Выставка Катерины Билокур была небольшой по объему, но пробыли мы на ней довольно долго. Каждую картину Зоя как будто пробовала на зубок и просмаковывала, а мне было приятно и интересно слушать ее. Однако сами по себе работы Билокур не произвели на меня особого впечатления — я не люблю живописной орнаменталистики, а здесь она цвела буйным цветом. Зоя уверяла меня, что я говорю так, потому что не знаю подлинного украинского искусства. Я, конечно, соглашался, что не знаю… И вдруг она говорит:

— А хотите, зайдем в один домашний музей? Там чего-чего только нет! Настоящая лавка древностей.

— Иконы, наверное?

— Не только. Там этнографический уклон — есть даже предметы трипольской культуры. Но ужасная бессистемность. Иван Афанасьевич собирает все подряд. Иногда ему попадаются жемчужные зерна — особенно среди икон.

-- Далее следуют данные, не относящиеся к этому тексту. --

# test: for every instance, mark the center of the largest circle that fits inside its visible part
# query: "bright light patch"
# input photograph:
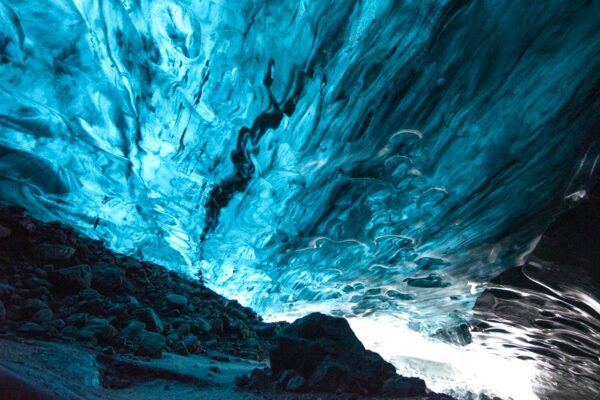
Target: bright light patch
(447, 368)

— А кто он, этот Иван Афанасьевич?

— Вообще-то он скульптор. Но организовал у себя что-то вроде кружка следопытов или клуба по изучению старины. Кажется, сейчас его музей признан почти официально. Хотите — зайдем?

— Зоенька, вы просто добрый гений! Столько радостей в один день…

Домашний музей Ивана Афанасьевича искали мы довольно долго. За Лаврой расстилался сплошной массив садов, напоминающих пригород, а то и просто деревню. Зоя остановилась, видимо прикидывая, как лучше идти. А у меня мелькнула лукавая мысль: «Чего бы ей так уж долго размышлять-то? Что она, дорогу, что ли, не знает?»

Вокруг нас не было ни души. Позади возвышалась крепостная стена, опоясанная грунтовой дорогой — впрочем, кое-где были видны следы того, что некогда она была вымощена. Прямо перед нами шли бесконечные сады. Они начинались сразу за изгибом крепостной стены и тянулись вдоль обочины дороги, которая метрах в десяти правее нас имела небольшой отвилок. По другую сторону дороги расстилался холмистый, заросший пожелтевшим на солнце бурьяном пустырь… Зоя все стояла и прикидывала, как лучше добраться до Ивана Афанасьевича. Пауза затянулась. А я никак не мог уразуметь, чего здесь долго размышлять: перед нами единственная дорога и отвилок от нее. Значит, нужно идти либо туда, либо сюда. Однако моя спутница вдруг решила, что лучше всего идти садами. Меня это несколько смутило, но я решил довериться случаю.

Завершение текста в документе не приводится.